The Fit Student—How to be Perfect

As an angst-filled teen, I vowed to become perfect.  But what did it mean to be perfect, I wondered, as I sat alone on the dark hillside by a creek, lost in delusions, visited by the occasional stranger, comforted by a fire several meters away.

Did perfection take all the knowledge in the world?  Yes, I thought.  Did it take a beautiful form?  Of course!  Did it take superhero acrobatic and combative skills?  Indeed, it did.  But that wasn’t enough.  In fact, all that paled to what I coined true perfection.  Namely, acts that better another’s life.

But, again, I was stumped.  What did it mean to better another’s life?  And which kind acts were the best?  Atheist at the time, I dared consider another force: God.  Somehow God needed to enter the equation.

And then I gave up my thought process and joined the misfits at the fire.

But today I’ve moved closer to discovering the meaning of perfection.  For me, perfection flows from unconditional love, selfless serving, a deepening spirituality, and lifelong learning.  But to achieve all this, I must watch my thoughts.  And to achieve your highest awakening, you must guard your thoughts, too.

But how do we control our thoughts?

First, we need to know what kinds of thoughts to bear.

I believe we should watch our every thought, asking ourselves, “Does this thought build others up?  Does this thought bring happiness to my loved ones, colleagues, acquaintances, or higher power?”  If not, change the thought.  Paul Friedman says a thought can be in only one of two states: constructive or destructive.  He says there is no such thing as a neutral thought.  Even silence is either constructive or destructive.  But we’re always constructive if we speak—or stay silent—with the motive of unconditional love.

Second, ponder what makes our loved one(s) happy.

I believe we must strive to bring happiness to others.  We can do so through kind thoughts, actions, and feelings.  Only then can we achieve healthy relationships.  If we offer kindness, but get rejected, we still win.

Author Howard Partridge says, “Check every thought that comes into your mind ….  Negative, destructive, ungodly thoughts cannot board ….  Dismiss them and set your mind on the things that you are called to do, the things that are good for your life.  The things that inspire you” (36%).  I flip his wisdom into “other” focus:  I say, focus on the things that are good for your loved ones.  The things that inspire them.  The things that you are called to do to help others.  Prioritize others’ happiness before your own.  Then, your own happiness surely will grow.

Third, turn positive thinking into a habit.

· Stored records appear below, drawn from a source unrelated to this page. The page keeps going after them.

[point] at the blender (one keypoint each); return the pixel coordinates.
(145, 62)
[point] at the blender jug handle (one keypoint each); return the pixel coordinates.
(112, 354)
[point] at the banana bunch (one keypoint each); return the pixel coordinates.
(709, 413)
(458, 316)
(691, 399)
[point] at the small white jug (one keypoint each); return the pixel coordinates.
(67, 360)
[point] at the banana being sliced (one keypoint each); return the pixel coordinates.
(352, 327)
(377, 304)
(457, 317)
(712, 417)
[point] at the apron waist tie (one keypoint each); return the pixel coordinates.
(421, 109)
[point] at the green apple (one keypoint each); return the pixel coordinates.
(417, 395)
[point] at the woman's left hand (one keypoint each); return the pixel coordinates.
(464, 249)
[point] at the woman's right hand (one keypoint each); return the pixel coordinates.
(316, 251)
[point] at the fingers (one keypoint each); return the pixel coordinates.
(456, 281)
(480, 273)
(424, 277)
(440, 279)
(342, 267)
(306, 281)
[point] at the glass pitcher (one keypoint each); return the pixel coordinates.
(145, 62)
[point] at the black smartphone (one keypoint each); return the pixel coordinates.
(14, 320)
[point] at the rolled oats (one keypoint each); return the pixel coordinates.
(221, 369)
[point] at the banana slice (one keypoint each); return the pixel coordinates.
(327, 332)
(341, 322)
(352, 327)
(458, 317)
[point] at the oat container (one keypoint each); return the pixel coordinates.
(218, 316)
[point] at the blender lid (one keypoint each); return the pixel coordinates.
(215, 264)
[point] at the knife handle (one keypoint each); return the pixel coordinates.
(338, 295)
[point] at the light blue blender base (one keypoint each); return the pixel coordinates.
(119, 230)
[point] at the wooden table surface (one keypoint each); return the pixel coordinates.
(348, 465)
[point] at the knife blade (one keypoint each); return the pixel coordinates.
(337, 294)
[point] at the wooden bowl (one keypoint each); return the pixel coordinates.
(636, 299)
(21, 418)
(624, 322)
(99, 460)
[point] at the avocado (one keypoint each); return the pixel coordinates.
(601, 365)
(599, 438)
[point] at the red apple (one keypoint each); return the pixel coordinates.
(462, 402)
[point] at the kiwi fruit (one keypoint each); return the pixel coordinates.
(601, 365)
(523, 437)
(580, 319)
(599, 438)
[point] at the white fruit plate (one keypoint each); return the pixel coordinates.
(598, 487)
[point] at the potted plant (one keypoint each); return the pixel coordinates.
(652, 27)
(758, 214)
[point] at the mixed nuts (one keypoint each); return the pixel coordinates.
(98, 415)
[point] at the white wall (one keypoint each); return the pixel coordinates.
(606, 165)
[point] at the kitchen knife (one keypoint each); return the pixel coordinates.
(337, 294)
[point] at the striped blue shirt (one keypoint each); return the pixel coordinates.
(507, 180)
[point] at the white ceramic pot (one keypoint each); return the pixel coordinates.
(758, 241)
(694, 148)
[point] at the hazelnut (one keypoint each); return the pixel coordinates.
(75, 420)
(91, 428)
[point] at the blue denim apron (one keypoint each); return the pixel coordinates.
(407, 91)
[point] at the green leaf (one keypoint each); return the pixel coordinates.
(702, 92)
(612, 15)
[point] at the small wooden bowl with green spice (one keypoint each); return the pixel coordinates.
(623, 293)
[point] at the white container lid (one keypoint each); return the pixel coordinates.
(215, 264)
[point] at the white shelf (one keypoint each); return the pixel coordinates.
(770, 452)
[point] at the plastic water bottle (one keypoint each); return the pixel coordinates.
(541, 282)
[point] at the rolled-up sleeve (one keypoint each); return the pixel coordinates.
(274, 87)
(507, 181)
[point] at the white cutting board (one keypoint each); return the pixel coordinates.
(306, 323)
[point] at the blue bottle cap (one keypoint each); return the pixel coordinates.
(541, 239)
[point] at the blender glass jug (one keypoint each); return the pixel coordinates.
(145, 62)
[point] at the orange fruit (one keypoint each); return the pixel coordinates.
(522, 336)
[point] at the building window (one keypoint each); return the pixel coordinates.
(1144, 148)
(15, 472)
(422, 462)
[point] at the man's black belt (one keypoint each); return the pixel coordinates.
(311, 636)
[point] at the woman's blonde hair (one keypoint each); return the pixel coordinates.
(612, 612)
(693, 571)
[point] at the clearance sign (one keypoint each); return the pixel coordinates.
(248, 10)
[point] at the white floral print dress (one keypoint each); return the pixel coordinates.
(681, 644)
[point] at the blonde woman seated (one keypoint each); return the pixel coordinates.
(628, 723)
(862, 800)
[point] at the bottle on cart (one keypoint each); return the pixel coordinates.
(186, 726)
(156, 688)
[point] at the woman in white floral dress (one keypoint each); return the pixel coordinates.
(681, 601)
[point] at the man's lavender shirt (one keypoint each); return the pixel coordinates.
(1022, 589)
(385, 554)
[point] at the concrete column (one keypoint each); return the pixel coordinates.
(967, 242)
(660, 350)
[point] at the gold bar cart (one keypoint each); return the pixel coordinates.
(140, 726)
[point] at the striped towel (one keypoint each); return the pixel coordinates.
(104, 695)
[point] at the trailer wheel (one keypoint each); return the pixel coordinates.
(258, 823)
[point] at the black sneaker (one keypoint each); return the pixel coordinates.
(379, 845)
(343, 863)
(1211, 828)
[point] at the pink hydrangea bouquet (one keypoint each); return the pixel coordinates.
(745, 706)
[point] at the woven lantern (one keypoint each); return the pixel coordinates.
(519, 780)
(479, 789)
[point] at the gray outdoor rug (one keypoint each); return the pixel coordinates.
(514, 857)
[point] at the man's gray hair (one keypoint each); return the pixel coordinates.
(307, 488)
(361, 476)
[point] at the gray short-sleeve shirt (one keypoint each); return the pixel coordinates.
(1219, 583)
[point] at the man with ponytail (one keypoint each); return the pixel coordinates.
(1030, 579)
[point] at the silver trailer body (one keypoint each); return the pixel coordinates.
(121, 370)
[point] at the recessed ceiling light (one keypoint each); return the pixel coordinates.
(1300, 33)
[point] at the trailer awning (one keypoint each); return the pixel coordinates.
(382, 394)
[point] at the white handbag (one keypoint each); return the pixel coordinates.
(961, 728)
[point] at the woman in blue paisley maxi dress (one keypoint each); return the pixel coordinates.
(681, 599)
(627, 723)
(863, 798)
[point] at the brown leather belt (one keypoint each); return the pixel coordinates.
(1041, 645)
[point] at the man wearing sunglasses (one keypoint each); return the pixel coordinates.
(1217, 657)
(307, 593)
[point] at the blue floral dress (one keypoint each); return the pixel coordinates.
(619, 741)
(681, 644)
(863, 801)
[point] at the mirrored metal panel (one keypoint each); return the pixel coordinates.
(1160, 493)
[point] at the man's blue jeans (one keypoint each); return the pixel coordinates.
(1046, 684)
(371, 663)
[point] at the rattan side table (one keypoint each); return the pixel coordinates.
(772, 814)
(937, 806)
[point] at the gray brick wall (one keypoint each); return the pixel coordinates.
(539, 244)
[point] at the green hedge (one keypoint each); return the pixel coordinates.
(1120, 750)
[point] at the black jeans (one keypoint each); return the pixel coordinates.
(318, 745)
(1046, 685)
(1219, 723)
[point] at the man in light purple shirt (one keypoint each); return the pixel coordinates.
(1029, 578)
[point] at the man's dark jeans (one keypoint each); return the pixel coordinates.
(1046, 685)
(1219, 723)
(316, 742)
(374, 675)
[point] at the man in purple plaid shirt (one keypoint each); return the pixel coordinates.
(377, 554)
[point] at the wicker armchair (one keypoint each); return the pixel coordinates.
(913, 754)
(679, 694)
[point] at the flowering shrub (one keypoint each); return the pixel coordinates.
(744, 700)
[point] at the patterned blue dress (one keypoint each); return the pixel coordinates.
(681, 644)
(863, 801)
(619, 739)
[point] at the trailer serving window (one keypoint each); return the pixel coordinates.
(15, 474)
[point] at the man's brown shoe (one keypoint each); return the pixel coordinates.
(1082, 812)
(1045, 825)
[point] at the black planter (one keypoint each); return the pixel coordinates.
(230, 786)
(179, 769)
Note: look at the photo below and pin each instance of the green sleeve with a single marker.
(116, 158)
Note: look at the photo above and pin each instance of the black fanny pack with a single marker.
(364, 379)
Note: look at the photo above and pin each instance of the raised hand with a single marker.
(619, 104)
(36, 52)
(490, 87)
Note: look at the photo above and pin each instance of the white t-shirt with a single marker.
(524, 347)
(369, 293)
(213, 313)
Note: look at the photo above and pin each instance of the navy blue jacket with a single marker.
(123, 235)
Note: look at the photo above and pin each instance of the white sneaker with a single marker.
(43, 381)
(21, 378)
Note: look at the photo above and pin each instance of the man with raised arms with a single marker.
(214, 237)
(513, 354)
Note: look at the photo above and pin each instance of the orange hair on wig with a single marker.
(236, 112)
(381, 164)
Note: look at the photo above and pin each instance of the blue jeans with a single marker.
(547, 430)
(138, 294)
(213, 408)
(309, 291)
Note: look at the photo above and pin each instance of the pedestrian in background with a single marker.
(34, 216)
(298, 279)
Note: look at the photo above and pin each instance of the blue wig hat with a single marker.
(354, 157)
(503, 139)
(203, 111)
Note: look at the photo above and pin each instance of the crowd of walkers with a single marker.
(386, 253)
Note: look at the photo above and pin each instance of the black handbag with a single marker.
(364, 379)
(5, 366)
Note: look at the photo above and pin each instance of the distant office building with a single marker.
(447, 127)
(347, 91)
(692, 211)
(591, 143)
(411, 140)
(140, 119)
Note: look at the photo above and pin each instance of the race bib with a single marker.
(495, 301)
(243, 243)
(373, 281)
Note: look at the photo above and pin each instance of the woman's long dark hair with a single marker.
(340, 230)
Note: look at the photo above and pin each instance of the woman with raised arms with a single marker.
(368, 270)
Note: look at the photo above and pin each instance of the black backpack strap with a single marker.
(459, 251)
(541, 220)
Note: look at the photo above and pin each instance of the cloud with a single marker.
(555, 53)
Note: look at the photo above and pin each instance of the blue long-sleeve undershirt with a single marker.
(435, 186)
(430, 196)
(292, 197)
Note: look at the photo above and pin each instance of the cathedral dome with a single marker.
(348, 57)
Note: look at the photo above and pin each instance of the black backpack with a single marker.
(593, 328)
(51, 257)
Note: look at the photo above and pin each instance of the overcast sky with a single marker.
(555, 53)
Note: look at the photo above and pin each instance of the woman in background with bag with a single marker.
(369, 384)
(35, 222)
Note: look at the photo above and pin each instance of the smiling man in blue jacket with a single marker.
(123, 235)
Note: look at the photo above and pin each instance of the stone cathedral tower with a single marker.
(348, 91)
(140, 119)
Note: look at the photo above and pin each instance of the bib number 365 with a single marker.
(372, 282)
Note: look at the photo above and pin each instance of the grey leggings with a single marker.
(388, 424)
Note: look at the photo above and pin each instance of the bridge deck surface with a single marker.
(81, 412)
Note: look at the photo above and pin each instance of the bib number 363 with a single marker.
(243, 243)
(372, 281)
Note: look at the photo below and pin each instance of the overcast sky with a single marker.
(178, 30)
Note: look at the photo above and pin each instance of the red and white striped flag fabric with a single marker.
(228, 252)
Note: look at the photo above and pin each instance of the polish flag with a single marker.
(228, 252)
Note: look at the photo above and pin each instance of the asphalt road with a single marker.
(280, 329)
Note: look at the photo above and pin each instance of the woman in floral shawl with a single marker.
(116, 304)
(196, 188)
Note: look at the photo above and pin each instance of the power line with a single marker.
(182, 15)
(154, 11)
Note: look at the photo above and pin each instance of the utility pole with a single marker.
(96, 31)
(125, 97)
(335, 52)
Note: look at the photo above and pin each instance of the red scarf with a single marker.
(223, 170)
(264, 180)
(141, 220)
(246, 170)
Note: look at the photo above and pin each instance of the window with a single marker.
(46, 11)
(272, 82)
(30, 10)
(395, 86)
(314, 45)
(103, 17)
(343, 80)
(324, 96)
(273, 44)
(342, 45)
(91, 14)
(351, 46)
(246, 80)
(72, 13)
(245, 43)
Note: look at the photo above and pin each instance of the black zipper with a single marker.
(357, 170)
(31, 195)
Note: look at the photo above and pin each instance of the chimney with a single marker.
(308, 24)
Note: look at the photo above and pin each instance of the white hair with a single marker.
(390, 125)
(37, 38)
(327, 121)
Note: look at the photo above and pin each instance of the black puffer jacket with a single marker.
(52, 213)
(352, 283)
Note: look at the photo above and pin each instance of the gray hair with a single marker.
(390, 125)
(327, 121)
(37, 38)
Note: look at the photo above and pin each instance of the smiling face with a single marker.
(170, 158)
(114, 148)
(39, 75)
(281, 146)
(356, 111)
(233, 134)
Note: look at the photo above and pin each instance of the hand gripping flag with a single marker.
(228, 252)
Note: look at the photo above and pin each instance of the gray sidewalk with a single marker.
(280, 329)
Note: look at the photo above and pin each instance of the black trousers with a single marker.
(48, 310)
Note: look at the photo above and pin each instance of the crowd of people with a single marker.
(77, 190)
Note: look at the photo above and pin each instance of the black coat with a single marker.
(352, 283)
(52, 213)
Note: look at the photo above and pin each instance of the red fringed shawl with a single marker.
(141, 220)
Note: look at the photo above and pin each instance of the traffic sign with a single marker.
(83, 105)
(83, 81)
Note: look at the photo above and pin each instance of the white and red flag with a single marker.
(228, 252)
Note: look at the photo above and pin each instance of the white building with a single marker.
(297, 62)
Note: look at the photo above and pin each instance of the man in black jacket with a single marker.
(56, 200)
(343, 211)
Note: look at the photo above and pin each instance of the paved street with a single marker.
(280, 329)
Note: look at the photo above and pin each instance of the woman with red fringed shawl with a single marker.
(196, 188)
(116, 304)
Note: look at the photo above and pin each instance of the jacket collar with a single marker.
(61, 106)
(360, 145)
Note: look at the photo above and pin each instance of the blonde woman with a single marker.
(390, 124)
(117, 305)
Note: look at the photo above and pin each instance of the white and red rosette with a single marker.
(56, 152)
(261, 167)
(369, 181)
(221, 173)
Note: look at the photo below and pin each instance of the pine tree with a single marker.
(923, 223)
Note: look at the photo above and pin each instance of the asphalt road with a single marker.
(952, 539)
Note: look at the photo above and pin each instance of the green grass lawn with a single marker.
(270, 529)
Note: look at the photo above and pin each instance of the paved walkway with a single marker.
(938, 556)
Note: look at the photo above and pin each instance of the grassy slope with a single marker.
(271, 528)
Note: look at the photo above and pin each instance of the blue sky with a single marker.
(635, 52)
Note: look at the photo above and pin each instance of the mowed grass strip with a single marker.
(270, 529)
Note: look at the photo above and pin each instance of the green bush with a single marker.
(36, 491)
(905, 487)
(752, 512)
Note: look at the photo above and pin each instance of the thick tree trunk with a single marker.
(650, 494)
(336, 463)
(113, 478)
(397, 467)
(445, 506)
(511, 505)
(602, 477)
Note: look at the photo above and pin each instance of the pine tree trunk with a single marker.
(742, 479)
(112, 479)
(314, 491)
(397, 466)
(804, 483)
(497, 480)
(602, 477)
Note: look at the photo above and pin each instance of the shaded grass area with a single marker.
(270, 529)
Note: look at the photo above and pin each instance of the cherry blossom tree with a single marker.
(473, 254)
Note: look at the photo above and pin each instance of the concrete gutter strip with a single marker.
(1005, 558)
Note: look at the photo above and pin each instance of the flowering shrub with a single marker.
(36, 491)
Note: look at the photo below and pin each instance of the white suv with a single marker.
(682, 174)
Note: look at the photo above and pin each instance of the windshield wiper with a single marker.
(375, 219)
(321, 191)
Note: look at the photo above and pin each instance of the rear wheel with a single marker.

Howard Partridge says, “You must be willing to change daily.  Change is a habit that you want to create.  Change the way you think about yourself.  Change the way you think about the world.  Change the way you think about God” (32%).  I, at the time an atheist, once went to a Christian church.  My friend asked me to join her, so I did.  On stage sat a Christian woman.  For about five minutes, the Christian woman beamed with euphoria, her eyes closed, her hands outstretched skyward, a smile widening on her face.  The audience was silent.  Shocked, I cried out, “What is she doing?!”  I was hushed.  After the strange on-stage euphoria, the Christian woman spoke.  She said she had been sending unconditional love to God, to the audience—and to me, the person who cried out.  It changed my life.  And today I try to send others that same depth of love.

If I could go back in time, I’d say to my teen self, “I’ll never see perfection in myself, but I’ll humbly see it in others.”

References
Partridge, Howard.  (2012).  7 Secrets of a Phenomenal L.I.F.E.  Shippensburg, PA: soundwisdom.  E-book.